London's first statue of Queen Elizabeth II has been unveiled, outside the Royal Albert Hall.
In a relatively low key event on 11 November 2023, King Charles III and Queen Camilla revealed the two-metre-tall bronze figure of the late monarch in one of the niches of the Albert Hall's South Porch. The other previously unused niche here is filled with a likeness of her husband, Philip.
Though Elizabeth II enjoys a slew of London dedications — including parks, train lines, towers and airport terminals — until now, there's been no public statue of her in London (though there are others in places including Windsor and York).
The statues were crafted by Poppy Field — a fitting name, given that these were unveiled ahead of the Royal Albert Hall Festival of Remembrance. They now in a sense 'complete' the venue; while Field's works fill the niches of the South Porch, those of the North Porch (unoccupied since the hall was built in 1871), were recently added with sculptures of Queen Victoria and Prince Albert, crafted by London Stone Carving.

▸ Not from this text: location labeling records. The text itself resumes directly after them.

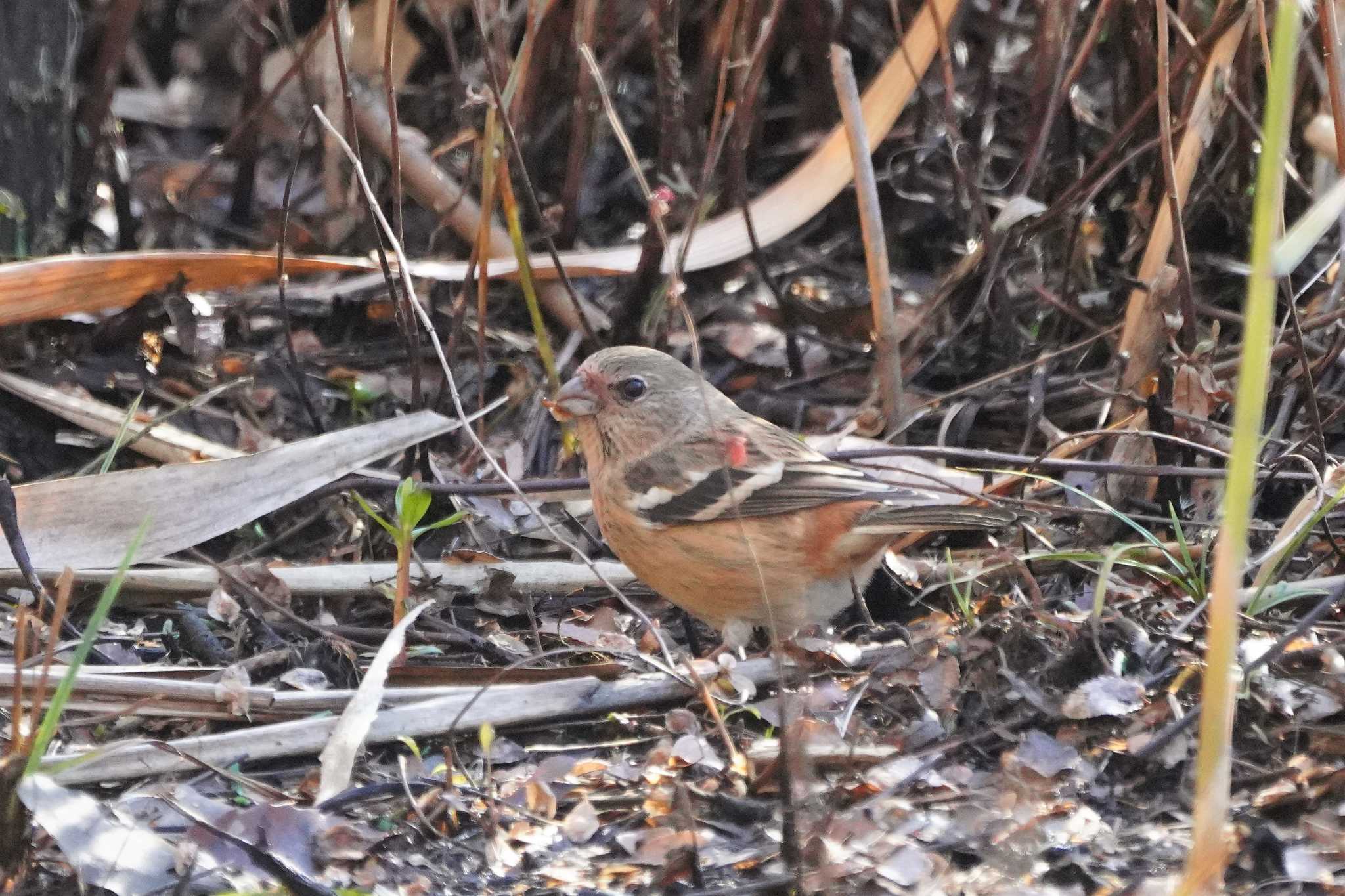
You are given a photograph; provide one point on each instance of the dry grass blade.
(70, 284)
(82, 522)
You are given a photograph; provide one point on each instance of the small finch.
(726, 515)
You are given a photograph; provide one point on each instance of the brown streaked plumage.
(724, 513)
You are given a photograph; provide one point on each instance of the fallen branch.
(508, 706)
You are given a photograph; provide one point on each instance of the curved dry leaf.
(84, 522)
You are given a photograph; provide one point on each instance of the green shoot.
(410, 504)
(51, 717)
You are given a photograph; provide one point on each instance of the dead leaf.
(1105, 696)
(581, 822)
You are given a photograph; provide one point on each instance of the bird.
(730, 516)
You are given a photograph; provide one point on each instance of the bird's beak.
(575, 399)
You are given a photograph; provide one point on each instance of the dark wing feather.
(694, 482)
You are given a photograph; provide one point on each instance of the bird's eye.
(632, 387)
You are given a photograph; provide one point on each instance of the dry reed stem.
(1196, 135)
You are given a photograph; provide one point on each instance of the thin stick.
(888, 362)
(1165, 151)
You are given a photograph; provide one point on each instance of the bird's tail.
(894, 519)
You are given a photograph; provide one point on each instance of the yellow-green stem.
(1208, 856)
(404, 580)
(525, 276)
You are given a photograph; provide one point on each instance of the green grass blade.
(47, 730)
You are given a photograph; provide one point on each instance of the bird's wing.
(744, 469)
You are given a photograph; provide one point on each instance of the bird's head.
(634, 394)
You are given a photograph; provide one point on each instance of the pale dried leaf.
(338, 757)
(1105, 696)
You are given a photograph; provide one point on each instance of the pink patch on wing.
(736, 450)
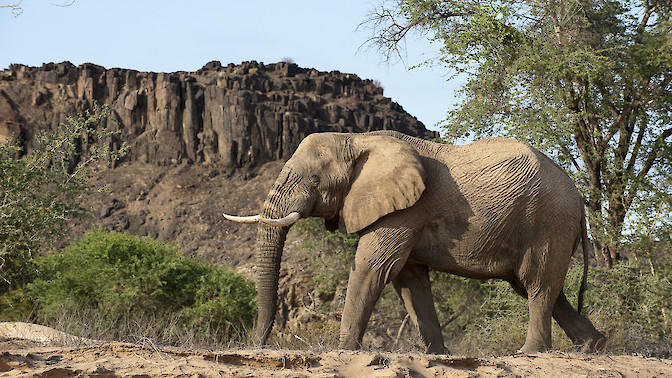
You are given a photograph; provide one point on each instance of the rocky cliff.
(233, 115)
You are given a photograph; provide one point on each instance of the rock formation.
(235, 115)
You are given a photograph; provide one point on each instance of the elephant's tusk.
(282, 222)
(250, 219)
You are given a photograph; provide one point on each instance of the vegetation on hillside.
(115, 286)
(41, 187)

After Elizabeth died in 2022, City Hall politicians agreed that a statue of her should be erected in a 'prominent position', with Trafalgar Square's fourth plinth in the running. Pulling in some 1.5 million visitors a year, the Royal Albert Hall commands a decent footfall, although nowhere near Trafalgar Square's four million. That said, this particular commission came in 2020 — two years before the Queen died — and we may well see more statues of the late monarch springing up around the capital.